Testing Objectives and the Curriculum
Testing objectives for English language teaching are often problematic, particularly when there is no explicit curriculum. Without a clear description of the aims you are trying to achieve, it is not possible to know whether or not your have got there.
In the absence of clear curriculum objectives, testing becomes a hit and miss affair. Most often, tests are constructed from an unsystematic selection of some of the structures, words and topics which have been used in teaching throughout the previous weeks, months, or over the whole academic year. These items are then presented in the test as objects in themselves, with, possibly, little thought as to how and why they were dealt with in the classroom in the first place. Then, there will be a reading passage and perhaps a listening test…quickly search through course books that you didn’t use for suitable material…and there is your exam.

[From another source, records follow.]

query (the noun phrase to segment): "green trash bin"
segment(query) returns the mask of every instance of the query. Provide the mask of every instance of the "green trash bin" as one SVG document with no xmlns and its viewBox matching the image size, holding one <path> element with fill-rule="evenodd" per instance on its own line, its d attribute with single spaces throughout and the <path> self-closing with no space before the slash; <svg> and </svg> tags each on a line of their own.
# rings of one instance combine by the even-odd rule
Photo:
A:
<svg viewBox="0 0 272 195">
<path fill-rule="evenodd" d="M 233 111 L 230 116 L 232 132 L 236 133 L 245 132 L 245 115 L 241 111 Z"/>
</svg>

Exam content is selected according to a feeling that, “Yes, they should be able to do this. It’s about their level” or “They did this in class. Let’s see if they can still do it” rather than any commonly accepted information gathering principles.
Effective testing objectives have to be based on the curriculum for a number of reasons. The main one, assuming that the main aim of testing is to gain a variety of information about how well the language training or education in your institution is going, is that tests need to be based on what you are trying to achieve. To do that, of course, you need a clear, public, agreed statement of what, you are trying to achieve, and why, and how you propose going about it.
In writing the Lise preparatory year exemption examination last year, we were in the position of not having a curriculum suitable for generating examination aims. As an interim measure, we decided to create an exam specification which could later be used as the basis for part of our English language curriculum. The specification would be based on what we had been doing in years 6,7 and 8, but expressed in terms of objectives. We felt that this would not only give us a useable basis for an exam, but would also allow us to assess whether or not our implicit objectives as realised in the test were really what we wanted to aim at. In other words, we were working backwards. Not going from aim to method but instead writing down our methods and seeing what aim was implicit in them.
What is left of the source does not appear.